According to The Sun, the Diprivan ran out during the night, and because Diprivan is short-acting, Jackson awoke soon after. Supposedly, Jackson then pleaded with an aide to give him a shot of Demerol.
Jackson's death was recently ruled a homicide. Earlier in the investigation, Jacko's dermatologist, Dr. Arnold Klein, admitted prescribing Demerol for Jackson. Federal agents and local police raided Dr. Murray's Las Vegas home and Houston office last week. The agents were armed with search warrants listing Diprivan and other items related to the homicide case.
According to online reports, federal agents, armed with search warrants, raided Dr. Conrad Murray's Las Vegas home today. As you know, Dr. Murray is the last person to see pop icon Michael Jackson alive before Jackson died of a heart attack on June 25.

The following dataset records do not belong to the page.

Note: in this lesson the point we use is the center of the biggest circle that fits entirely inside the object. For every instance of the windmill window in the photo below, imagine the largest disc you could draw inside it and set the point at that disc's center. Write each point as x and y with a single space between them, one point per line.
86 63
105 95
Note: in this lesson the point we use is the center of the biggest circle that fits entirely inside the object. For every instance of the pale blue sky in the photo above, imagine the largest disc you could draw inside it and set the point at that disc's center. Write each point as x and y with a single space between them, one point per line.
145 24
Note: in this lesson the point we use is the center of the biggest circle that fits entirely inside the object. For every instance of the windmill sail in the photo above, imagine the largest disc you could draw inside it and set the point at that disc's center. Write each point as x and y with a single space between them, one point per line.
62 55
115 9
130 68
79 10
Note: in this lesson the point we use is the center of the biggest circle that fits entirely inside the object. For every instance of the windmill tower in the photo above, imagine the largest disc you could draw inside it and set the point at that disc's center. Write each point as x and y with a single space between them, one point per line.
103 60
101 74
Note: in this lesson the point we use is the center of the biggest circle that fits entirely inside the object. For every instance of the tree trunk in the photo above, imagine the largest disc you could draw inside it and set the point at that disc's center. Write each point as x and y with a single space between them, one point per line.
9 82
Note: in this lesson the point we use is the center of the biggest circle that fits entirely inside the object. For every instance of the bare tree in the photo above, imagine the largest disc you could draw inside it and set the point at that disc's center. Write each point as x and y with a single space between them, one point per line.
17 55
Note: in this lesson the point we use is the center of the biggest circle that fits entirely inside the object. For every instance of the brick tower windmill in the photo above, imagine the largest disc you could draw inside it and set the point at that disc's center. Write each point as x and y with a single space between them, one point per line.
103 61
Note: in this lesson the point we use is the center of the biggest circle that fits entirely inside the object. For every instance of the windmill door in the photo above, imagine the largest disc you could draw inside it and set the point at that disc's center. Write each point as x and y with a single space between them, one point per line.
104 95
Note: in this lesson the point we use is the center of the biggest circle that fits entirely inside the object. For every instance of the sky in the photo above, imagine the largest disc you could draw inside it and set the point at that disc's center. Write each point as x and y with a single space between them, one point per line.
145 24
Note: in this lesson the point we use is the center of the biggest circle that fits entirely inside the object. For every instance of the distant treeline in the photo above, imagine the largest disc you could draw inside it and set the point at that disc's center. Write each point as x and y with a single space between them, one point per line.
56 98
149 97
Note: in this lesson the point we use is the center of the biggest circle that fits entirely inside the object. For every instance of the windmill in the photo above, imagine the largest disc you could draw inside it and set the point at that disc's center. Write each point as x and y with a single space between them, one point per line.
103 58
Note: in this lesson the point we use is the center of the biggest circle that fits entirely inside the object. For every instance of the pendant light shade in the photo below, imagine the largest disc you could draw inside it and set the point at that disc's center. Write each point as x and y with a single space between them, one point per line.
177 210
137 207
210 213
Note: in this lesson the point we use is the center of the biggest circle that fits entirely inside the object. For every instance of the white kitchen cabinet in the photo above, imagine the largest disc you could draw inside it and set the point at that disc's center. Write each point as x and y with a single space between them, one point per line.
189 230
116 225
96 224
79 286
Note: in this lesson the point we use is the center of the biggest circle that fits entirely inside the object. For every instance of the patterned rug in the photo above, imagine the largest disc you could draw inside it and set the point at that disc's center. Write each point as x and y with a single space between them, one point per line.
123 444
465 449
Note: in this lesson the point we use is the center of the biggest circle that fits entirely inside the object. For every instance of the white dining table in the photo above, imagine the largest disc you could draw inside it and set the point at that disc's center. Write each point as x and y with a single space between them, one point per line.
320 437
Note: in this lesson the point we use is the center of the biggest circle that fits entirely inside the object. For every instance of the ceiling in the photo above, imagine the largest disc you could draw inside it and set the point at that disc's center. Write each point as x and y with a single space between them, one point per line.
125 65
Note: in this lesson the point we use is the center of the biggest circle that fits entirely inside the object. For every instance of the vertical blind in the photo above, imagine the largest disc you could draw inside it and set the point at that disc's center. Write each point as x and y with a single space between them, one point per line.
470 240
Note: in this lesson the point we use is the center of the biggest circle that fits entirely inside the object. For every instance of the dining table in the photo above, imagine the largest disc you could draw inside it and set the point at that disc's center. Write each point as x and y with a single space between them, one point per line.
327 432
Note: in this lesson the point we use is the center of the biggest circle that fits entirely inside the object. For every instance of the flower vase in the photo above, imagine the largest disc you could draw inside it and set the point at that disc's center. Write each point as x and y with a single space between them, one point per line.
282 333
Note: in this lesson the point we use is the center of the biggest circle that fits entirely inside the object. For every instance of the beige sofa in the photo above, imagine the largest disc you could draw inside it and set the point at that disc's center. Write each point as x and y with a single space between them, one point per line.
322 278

Police believe Dr. Murray fell asleep after infusing Jackson with IV Diprivan (Propofol) and then awoke to find Jackson dead.
Diprivan is a potent short-acting sedative used to induce anesthesia in a hospital setting. Patients receiving Diprivan intravenously should be carefully monitored for a drop in blood pressure/and or decreased respiratory rate that could lead to respiratory arrest and cardiac arrest.
It is recommended that Diprivan be administered slowly to prevent a dangerous drop in blood pressure. The rate of infusion should ideally be controlled by an IV machine or Diprivan can be titrated slowly by hand. But under no circumstance should the patient be left alone while the IV is infusing.
Diprivan is not available by prescription, therefore, the feds are searching for the source of the drug and how it came into Dr. Murray's possession.
According to TMZ.com, feds also served a search warrant on a storage facility in Houston where associates of Dr. Murray stored files and other items. Dr. Murray's staff removed items from the storage locker the day Jackson died.